Perfview command to collect CPU trace: PerfView Collect PerfView-Manual /BufferSize:3072 /Circular:3072 /MaxCollectSec:120 /KernelEvents=Process+Thread+Profile+ImageLoad /ClrEvents:GC+Loader+Exception+Stack /Zip /AcceptEULA /NoView /NoNGENRundown /NoGui
RPC Trace: PerfView Collect PerfView-RPC /KernelEvents=Process+Thread+ImageLoad /providers:Microsoft-Windows-RPC:Microsoft-Windows-RPC/Debug::stack /ClrEvents:Loader /BufferSize:2048 /Circular:2048 /MaxCollectSec:120 /Zip /AcceptEULA /nogui /NoView
So for some update here (and sorry for the delay), we've found that the OS isn't as optimized as it could be for returning some memory statistics. I have a change here that speeds things up a bit https://github.com/microsoft/hcsshim/pull/1362, although I'll let @marosset or @jsturtevant speak on the container-insights extension as I don't know how much extra this would add on in terms of query volume. I'm hoping we can get that change out into AKS in the next month, but that's the optimist in me haha.
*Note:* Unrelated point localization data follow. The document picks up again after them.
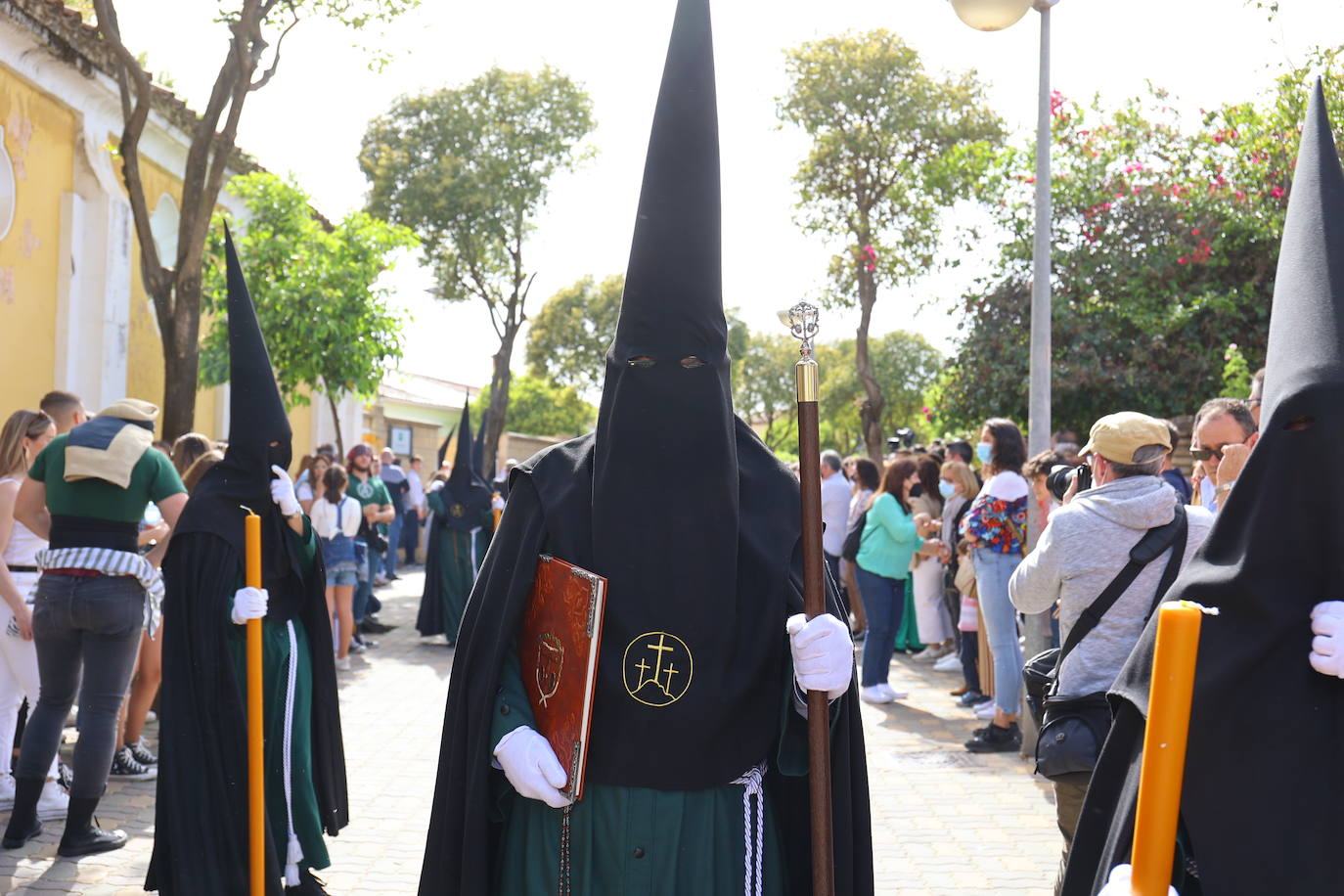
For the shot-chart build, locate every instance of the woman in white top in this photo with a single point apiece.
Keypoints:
(335, 517)
(312, 484)
(24, 434)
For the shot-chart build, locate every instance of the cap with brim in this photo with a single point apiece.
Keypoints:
(1116, 437)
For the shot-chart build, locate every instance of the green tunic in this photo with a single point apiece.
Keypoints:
(633, 840)
(274, 637)
(460, 557)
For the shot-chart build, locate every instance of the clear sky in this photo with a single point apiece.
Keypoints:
(311, 118)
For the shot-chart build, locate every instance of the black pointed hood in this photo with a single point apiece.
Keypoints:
(1307, 326)
(467, 495)
(1269, 558)
(255, 411)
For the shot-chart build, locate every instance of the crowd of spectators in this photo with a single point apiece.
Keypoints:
(369, 514)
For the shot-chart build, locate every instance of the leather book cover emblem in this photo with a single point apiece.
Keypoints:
(560, 637)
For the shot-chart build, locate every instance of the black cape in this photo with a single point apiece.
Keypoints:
(464, 830)
(201, 816)
(1262, 806)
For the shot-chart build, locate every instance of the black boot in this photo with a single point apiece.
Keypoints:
(308, 885)
(23, 821)
(82, 837)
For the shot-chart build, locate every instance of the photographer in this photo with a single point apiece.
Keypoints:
(1086, 547)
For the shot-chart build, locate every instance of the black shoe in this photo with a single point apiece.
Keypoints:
(126, 767)
(23, 821)
(995, 739)
(308, 885)
(140, 752)
(82, 837)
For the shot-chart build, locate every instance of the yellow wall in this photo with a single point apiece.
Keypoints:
(39, 135)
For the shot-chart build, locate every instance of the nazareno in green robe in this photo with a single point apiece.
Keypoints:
(452, 561)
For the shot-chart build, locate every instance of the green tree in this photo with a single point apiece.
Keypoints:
(891, 148)
(328, 326)
(257, 31)
(1165, 248)
(568, 336)
(541, 407)
(905, 366)
(468, 168)
(764, 389)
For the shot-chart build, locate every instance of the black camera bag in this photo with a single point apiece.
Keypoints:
(1071, 731)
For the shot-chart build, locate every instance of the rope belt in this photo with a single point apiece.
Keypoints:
(293, 852)
(753, 835)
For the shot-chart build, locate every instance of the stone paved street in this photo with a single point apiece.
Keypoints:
(945, 821)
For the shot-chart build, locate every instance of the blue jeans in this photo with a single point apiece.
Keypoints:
(394, 540)
(883, 604)
(992, 574)
(81, 622)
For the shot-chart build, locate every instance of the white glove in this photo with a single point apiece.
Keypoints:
(283, 492)
(1118, 882)
(823, 653)
(1328, 645)
(248, 604)
(531, 766)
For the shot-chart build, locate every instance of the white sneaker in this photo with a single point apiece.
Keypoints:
(876, 694)
(952, 662)
(893, 694)
(54, 802)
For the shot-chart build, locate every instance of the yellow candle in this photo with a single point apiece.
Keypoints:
(1164, 747)
(255, 751)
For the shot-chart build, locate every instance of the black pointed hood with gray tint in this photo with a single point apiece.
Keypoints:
(257, 420)
(1261, 799)
(665, 508)
(467, 496)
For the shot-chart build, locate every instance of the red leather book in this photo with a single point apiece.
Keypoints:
(558, 647)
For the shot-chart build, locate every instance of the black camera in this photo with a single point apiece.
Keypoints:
(1062, 475)
(905, 438)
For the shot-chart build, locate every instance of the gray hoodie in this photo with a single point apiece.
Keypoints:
(1082, 550)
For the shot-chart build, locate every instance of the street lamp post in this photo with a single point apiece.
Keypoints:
(995, 15)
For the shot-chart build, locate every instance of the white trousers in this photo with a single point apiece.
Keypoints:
(930, 608)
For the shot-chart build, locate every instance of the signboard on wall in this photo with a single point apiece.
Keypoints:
(399, 439)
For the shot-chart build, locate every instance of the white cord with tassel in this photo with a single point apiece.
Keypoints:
(293, 852)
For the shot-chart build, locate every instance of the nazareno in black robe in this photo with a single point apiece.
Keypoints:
(464, 829)
(201, 812)
(1262, 806)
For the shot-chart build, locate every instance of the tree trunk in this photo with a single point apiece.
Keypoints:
(498, 410)
(870, 413)
(340, 442)
(182, 352)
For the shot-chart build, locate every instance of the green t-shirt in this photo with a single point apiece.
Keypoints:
(152, 481)
(373, 490)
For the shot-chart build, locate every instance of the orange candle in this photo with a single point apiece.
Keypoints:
(1164, 747)
(255, 744)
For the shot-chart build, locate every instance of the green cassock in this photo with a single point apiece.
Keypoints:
(459, 559)
(274, 647)
(636, 840)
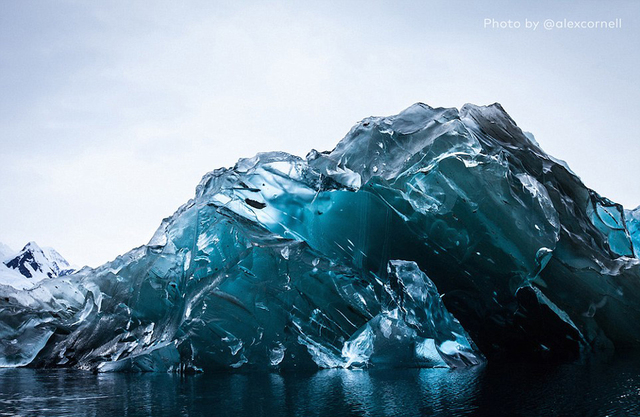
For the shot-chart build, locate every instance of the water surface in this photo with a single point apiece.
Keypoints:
(598, 389)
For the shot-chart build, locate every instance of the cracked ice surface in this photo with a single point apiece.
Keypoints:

We've helped fixed the readiness probe in container insights over the last several months that should help the performance of the container that runs on Windows. We also made two perf improvements to kubelet in 1.23 that would reduce overall cpu usage as well: https://github.com/kubernetes/kubernetes/pull/105744 and https://github.com/kubernetes/kubernetes/pull/104287
For my repro, disabling container insights seem to have helped, although we had other changes in the cluster and still need more time to confirm if it's indeed container insights specifically. Looking forward to fix to re-enable container insights.
vmcompute.exe is taking up to 25% of a core on our AKS managed nodes, the CPU profiling data shows it was mostly caused by vmcompute!HcsRpc_GetSystemProperties. Below image contains the detailed stack:
RPC ETW traces indicates the calls are made from kubelet.exe, one example trace shows it calls every 500ms. This API is quite expensive inside vmcompute.exe, can we tune the frequency or use the alternative APIs?